A multicomponent mixture exhibits an envelope for liquid/vapor phase change in the pressure/temperature diagram, which contains a bubble-point line and a dew-point line, compared with only a phase change line for a pure component. The various reservoir types of oil and gas systems based on the phase behavior of hydrocarbons in the reservoir, in

which the following five types of reservoirs are distinguished:
Typical Phase Diagram of Hydrocarbons
  • Black oils;
  • Volatile oils;
  • Condensate (retrograde gases);
  • Wet gases;
  • Dry gases.

The amount of heavier molecules in the hydrocarbon mixtures varies from large to small in the black oils to the dry gases, respectively.

Black Oils

Black oil is liquid oil and consists of a wide variety of chemical species including large, heavy, and nonvolatile molecules. Typical black oil reservoirs have temperatures below the critical temperature of a hydrocarbon mixture. Point C1 in the same figure shows saturated back oil, which means that the oil contains as much dissolved gas as it can take and that a reduction of system pressure will release gas to form the gas phase. In transport pipelines, black oils are transported in the liquid phase throughout the transport process, whereas in production flowlines, produced hydrocarbon mixtures are usually in thermodynamical equilibrium with gas.

Volatile Oils

Volatile oils contain fewer heavy molecules than black oil, but more ethane through hexane. Reservoir conditions are very close to the critical temperature and pressure. A small reduction in pressure can cause the release of a large amount of gas.

Condensate

Retrograde gas is the name of a fluid that is gas at reservoir pressure and temperature. However, as pressure and temperature decrease, large quantities of liquids are formed due to retrograde condensation. Retrograde gases are also called retrograde gas condensates, gas condensates, or condensates.
Hydrocarbon Composition of Typical Reservoirs

For a pure substance a decrease in pressure causes a change of phase from liquid to gas at the vapor–pressure line; likewise, in the case of a multicomponent system, a decrease in pressure causes a change of phase from liquid to gas at temperatures below the critical temperature.

Wet Gases

A wet gas exists in a pure gas phase in the reservoir, but becomes a liquid/gas two-phase mixture in a flowline from the well tube to the separator at the topside platform. During the pressure drop in the flowline, liquid condensate appears in the wet gas.

Dry Gases

Dry gas is primarily methane. The hydrocarbon mixture is solely gas under all conditions of pressure and temperature encountered during the production phases from reservoir conditions involving transport and process conditions. In particular, no hydrocarbon-based liquids are formed from the gas although liquid water can condense.
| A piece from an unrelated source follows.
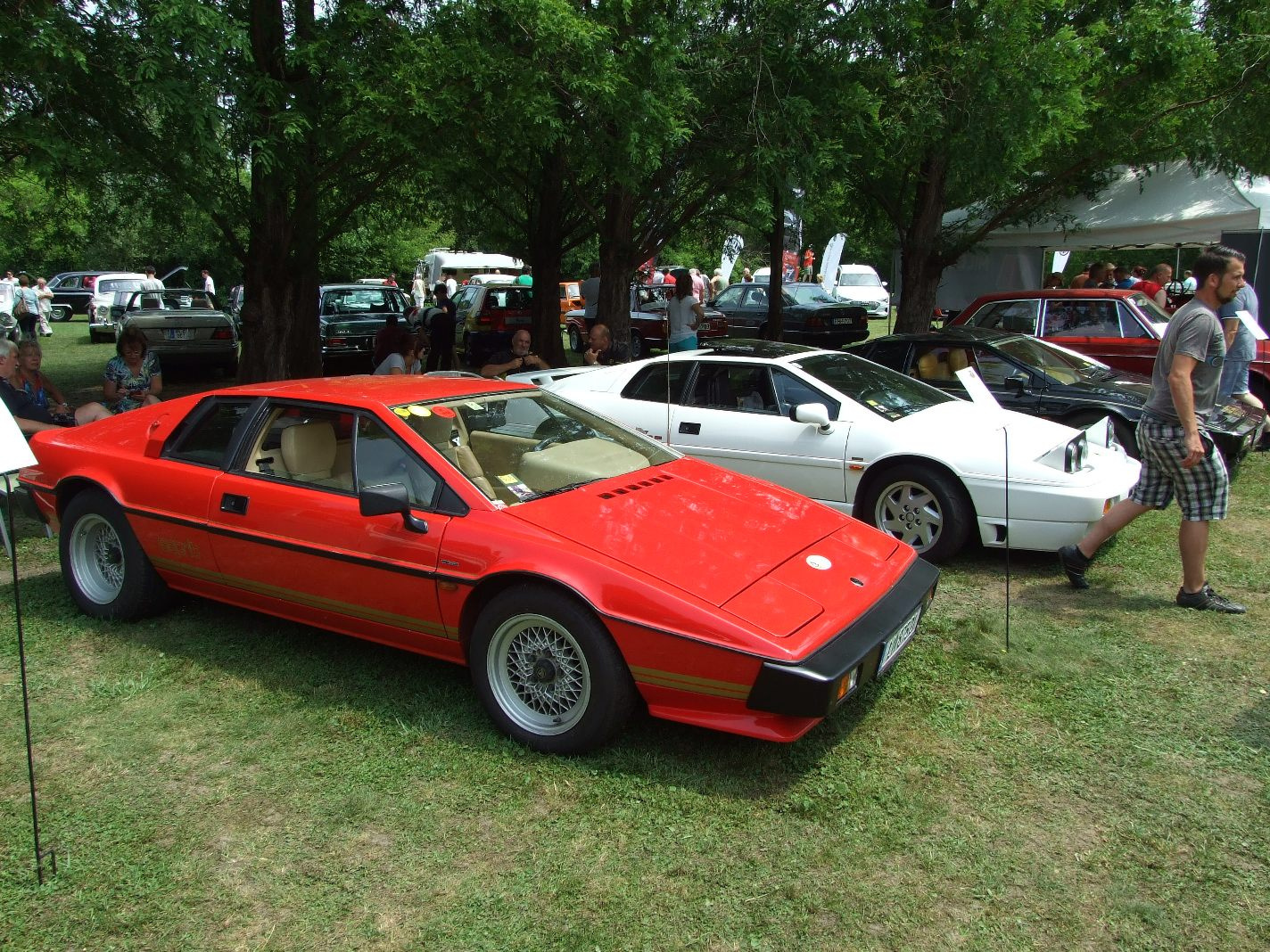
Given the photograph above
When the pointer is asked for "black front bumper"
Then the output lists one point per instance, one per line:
(814, 687)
Dry gas reservoirs have temperatures above the cricondentherm.


Computer Models

Accurate prediction of physical and thermodynamic properties is a prerequisite to successful pipeline design. Pressure loss, liquid hold up, heat loss, hydrate formation, and wax deposition all require knowledge of the fluid states.
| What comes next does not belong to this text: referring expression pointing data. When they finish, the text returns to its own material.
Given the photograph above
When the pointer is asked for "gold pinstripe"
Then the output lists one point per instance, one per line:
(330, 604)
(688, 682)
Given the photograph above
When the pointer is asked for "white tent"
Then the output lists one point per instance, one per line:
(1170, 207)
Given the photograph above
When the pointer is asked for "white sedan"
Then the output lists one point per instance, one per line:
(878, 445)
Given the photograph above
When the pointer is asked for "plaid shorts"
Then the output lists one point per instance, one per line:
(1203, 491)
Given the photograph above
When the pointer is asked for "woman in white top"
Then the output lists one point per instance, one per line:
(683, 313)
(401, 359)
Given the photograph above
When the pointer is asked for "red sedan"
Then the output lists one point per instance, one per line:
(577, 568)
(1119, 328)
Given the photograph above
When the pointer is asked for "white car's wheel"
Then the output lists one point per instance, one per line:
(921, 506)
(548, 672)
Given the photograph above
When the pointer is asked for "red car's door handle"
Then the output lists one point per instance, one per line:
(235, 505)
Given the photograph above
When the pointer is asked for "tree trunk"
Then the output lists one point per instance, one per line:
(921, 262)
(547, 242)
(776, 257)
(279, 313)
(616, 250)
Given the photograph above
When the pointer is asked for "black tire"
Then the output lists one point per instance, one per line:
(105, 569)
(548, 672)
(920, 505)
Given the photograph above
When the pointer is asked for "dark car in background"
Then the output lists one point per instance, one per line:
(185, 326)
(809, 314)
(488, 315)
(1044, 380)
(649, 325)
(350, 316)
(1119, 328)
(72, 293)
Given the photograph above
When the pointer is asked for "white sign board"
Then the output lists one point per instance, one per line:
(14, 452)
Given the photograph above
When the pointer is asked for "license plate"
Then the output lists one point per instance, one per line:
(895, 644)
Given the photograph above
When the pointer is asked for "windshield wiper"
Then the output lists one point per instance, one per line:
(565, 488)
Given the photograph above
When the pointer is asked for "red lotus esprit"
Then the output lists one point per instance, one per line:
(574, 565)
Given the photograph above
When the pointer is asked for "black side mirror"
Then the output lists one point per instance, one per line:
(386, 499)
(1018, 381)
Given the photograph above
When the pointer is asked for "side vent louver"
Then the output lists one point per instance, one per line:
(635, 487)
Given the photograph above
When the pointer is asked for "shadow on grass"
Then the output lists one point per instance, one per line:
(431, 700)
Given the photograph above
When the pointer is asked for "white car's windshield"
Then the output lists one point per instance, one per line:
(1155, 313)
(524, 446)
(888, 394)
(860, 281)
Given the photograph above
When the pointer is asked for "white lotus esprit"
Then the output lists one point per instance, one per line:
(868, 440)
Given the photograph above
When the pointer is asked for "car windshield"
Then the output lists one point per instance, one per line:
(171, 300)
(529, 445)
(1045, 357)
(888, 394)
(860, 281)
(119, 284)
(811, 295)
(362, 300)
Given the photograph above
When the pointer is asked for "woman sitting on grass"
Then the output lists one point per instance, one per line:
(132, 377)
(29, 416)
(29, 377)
In flow assurance analyses, the following two approaches have been used to simulate hydrocarbon fluids:

  • “Black-oil” model: Defines the oil as a liquid phase that contains dissolved gas, such as hydrocarbons produced from the oil reservoir. The “black oil” accounts for the gas that dissolves (condenses) from oil solution with a parameter of Rs that can be measured from the laboratory. This model predicts fluid properties from the specific gravity of the gas, the oil

gravity, and the volume of gas produced per volume of liquid. Empirical correlations evaluate the phase split and physical property correlations determine the properties of the separate phases.

  • Composition model: For a given mole fraction of a fluid mixture of volatile oils and condensate fluids, a vapor/liquid equilibrium calculation determines the amount of the feed that exists in the vapor and liquid phases and the composition of each phase. It is possible to determine the quality or mass fraction of gas in the mixtures. Once the composition of

each phase is known, it is also possible to calculate the interfacial tension, densities, enthalpies, and viscosities of each phase.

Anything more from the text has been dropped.